The nail patella syndrome (PNS) is a rare disease with an estimated incidence of 22 per million in contrast to the poverty of familial cases reported in the literature [3]. SNP is a dominant autosomal genetic pathology of variable expression, secondary to abnormalities of the LMXMB genes, located in 9q34, genes close to those of the ABO blood groups and the adenylcyclase, encoding a protein belonging to the family of LIM-omeodomain proteins, intervening on the morphogenesis of the limbs, on the maturation of the renal podocytes with increased synthesis of collagen type I, as well as on the morphogenesis of the structures of the anterior chamber of the eye [4]. Two allelic mutations have been suggested to coexist, one of which is responsible for the form with nephropathy and the other for the form without nephropathy [2]. Indeed, eighty to 90 percent of patients have onycho- skeletal abnormalities from birth [3]. In our patients, the nail pterygium was reported from birth as well as the confirmed orthopedic symptomatology radiological exploration very rich in our first observation [3]. In the SNP, renal involvement was observed in half of the cases in both men and women. In our family there were no kidney abnormalities either in the father or in his daughter.
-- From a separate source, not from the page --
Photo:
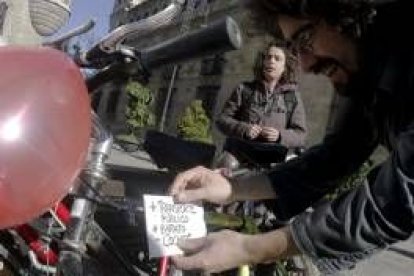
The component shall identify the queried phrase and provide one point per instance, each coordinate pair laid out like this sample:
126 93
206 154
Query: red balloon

There is no ocular anomaly. The observations reported in this family are characterized by the predominance of onycho-skeletal involvement. This supports the hypothesis of non-responsible allelic mutation of renal involvement. Frohlich SJ, et al mentioned the existence of a new type of pediatric nephropathy where nail and bone involvement is absent [6]. By referring to this entity, we can only reinforce the suggestion that the mutation on this or that allele would be responsible for kidney damage or not [1, 5, 6, 7].

Conclusion

In the near future, the development of diagnostic tools, in particular immuno-histochemical and geni-genetic, will determine the risk of developing renal damage. Indeed, it has been observed that collagen fibrils have been constantly present in the heart of the SNP and are also observed in patients whose renal involvement is not clinically detectable. At present, prenatal diagnosis is possible because the mutant gene is detected and can be done by amniocentesis, and this prenatal diagnosis allows for genetic counseling.

References

  1. Avermaete A, Altmeyer P, Bacharach-Buhles M (2001) Skin changes in dialysis patients: a review. Nephrol Dial Transplant 16(12): 2293-2296.
  2. Meyrier A, Rizzo R, Gubler MC (1990) The nail-patella syndrome. A review. J Nephrol 2: 133-140.
  3. Guidera KJ, Satterwhite Y, Ogden JA, Pugh L, Ganey T (1991) Nail Patella Syndrome: A Review of 44 Orthopaedic Patients. J Pediatr Orthop 11(6): 737- 742.
  4. Lucas GL, Opitz JM (1966) The nail-patella syndrome. Clinical and genetic aspects of 5 kindreds with 38 affected family members. J Pediatr 68: 273-288.
  5. Cohen AH, Adler SG (1994) Nail Patella Syndrome. In: Tisher CC, Brenner BM (Eds.), Renal pathology with clinical and functional correlations. Lippincott, Philadelphia.
  6. Frohlich SJ (2002) Ophthalmology 99: 281.
  7. Gubler MC, Dommergues JP, Foulard M, Bensman A, Leroy JP, et al. (1993) Collagene type III glomerulopathy: A new type of hereditary nephropathy. Pediatr Nephrol 7(4): 354-360.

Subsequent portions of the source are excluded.